La Commission estime que «la capacité de l'Iran devrait être limitée de sorte qu'il faille au moins six mois pour produire suffisamment d'uranium enrichi nécessaire à une bombe nucléaire» ce qui laisserait «suffisamment de temps pour le détecter et en référer au Conseil de sécurité des Nations Unies».

La capacité d'enrichissement d'uranium et le nombre de centrifugeuses que conserverait l'Iran après un accord est l'un des points les plus délicats de la discussion. L'enrichissement poussé à un haut niveau de pureté peut servir à fabriquer l'arme atomique. À un faible niveau, il sert à alimenter les centrales nucléaires pour produire de l'électricité.

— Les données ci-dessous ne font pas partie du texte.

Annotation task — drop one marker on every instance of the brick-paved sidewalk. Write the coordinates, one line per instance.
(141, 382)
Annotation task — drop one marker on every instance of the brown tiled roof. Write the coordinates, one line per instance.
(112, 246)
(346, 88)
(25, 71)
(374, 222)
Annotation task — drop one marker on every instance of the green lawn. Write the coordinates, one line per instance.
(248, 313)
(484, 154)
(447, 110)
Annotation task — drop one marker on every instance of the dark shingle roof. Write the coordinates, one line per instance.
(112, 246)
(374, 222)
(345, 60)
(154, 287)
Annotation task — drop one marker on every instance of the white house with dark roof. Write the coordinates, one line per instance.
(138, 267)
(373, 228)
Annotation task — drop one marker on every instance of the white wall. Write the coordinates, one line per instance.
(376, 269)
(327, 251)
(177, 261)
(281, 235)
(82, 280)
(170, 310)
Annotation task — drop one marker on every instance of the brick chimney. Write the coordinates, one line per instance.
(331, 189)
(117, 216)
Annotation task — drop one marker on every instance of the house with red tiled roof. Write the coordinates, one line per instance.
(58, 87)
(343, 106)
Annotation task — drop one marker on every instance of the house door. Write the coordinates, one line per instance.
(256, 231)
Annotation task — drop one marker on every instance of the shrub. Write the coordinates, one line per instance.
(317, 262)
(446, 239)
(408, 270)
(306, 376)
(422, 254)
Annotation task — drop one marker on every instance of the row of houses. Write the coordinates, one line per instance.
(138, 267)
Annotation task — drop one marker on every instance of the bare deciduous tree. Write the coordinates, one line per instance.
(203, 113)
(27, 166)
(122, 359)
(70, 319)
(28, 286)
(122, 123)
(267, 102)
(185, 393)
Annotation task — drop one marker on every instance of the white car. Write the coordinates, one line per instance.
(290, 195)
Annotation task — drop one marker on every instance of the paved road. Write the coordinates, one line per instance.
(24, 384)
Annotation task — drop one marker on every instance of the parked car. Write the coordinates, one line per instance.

«Si nous faisons confiance à l'Iran, l'AIEA (Agence internationale de l'énergie atomique) doit avoir le droit à des inspections inopinées et intrusives de toutes les facilités nucléaires iraniennes, des produits, plans et archives», selon le président de la commission, Richard Ottaway.

Le Foreign Affairs Committee salue par ailleurs la réouverture de l'ambassade de Grande-Bretagne à Téhéran. La décision de la fermer en 2011, lorsqu'elle a été mise à sac, était certes «inévitable» mais a aussi nui à la «visibilité et à l'influence» du Royaume-Uni en Iran.